(ht2 Memory in Latin America) By Danilo Valladares (IPS) – Human rights groups are worried that the declassification of military archives dating from Guatemala’s 1960-1996 civil war, which left more than 200,000 victims, by a special commission will not go far enough in terms of clarifying the atrocities.
In March 2009, centre-left President Álvaro Colom established the Military Archive Declassification Commission, made up of three representatives of the Defence Ministry, one delegate from the Presidential Human Rights Commission, and three representatives of presidential secretariats.
According to the agreement that gave rise to the commission, its mandate is to sort out and file military documents on national security affairs involving the 1954 to 1996 period. (In 1954, a coup d’etat organised by the United States Central Intelligence Agency (CIA) overthrew democratically elected President Jacobo Arbenz, ushering in decades of military dictatorship.)
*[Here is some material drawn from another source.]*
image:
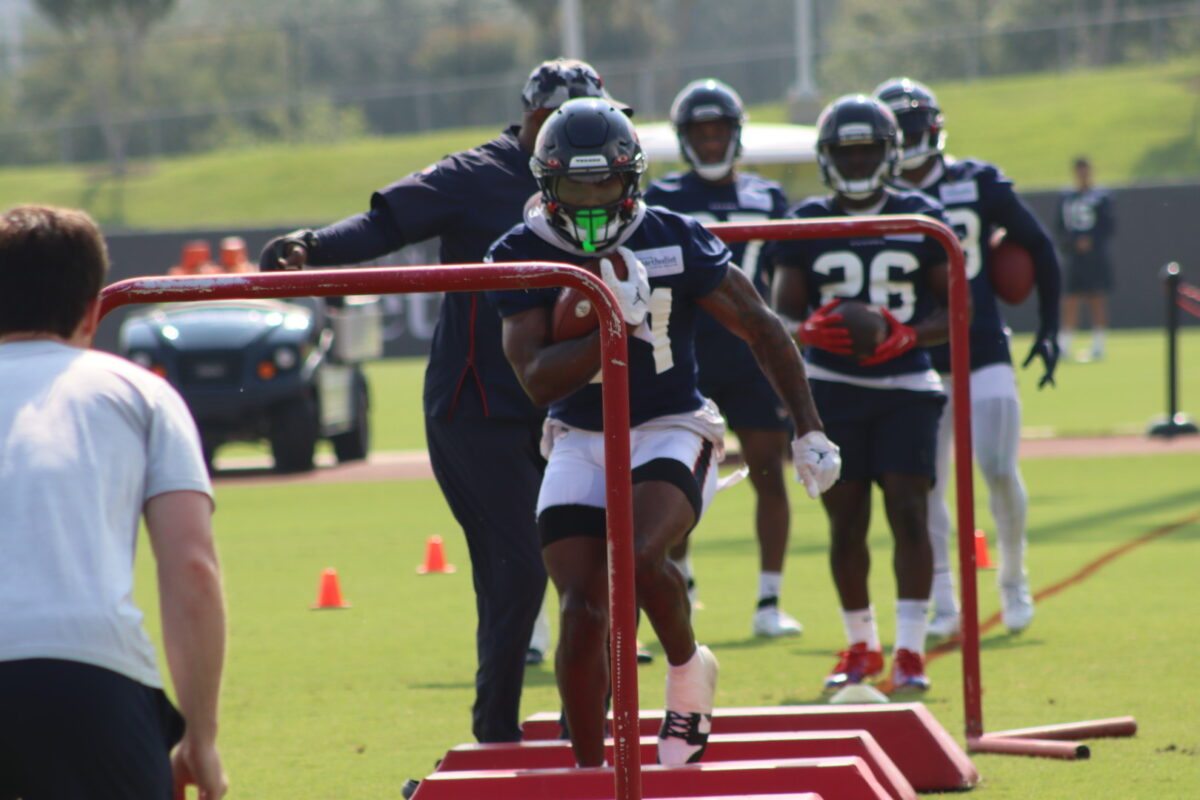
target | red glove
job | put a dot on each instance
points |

The agreement also gave Colom the authority to decide not to declassify documents “that qualify as pertaining to national security in the president’s judgment.”
Other countries in Latin America have also begun to take steps to declassify military records to shed light on human rights abuses committed during periods of dictatorship.
In early January, Argentine President Cristina Fernández ordered the military to declassify all documents related to that country’s 1976-1983 dictatorship, stating in a decree that “such information cannot continue to be kept inaccessible under the argument that it would threaten national security.”
Guatemala’s Military Archive Declassification Commission had a Jan. 12 deadline for completing its work, but Colom extended it until June 2010.
In the meantime, human rights groups’ doubts and scepticism with regard to the possibility of real progress are growing, because virtually nothing has come out about the Commission’s work.
They also point to precedents indicating that the archives could be manipulated in order to hinder the investigation of massacres and other human rights abuses committed in the decades in question, and thus stand in the way of eventual reparations for survivors and victims’ families and the possibility of bringing the perpetrators to justice.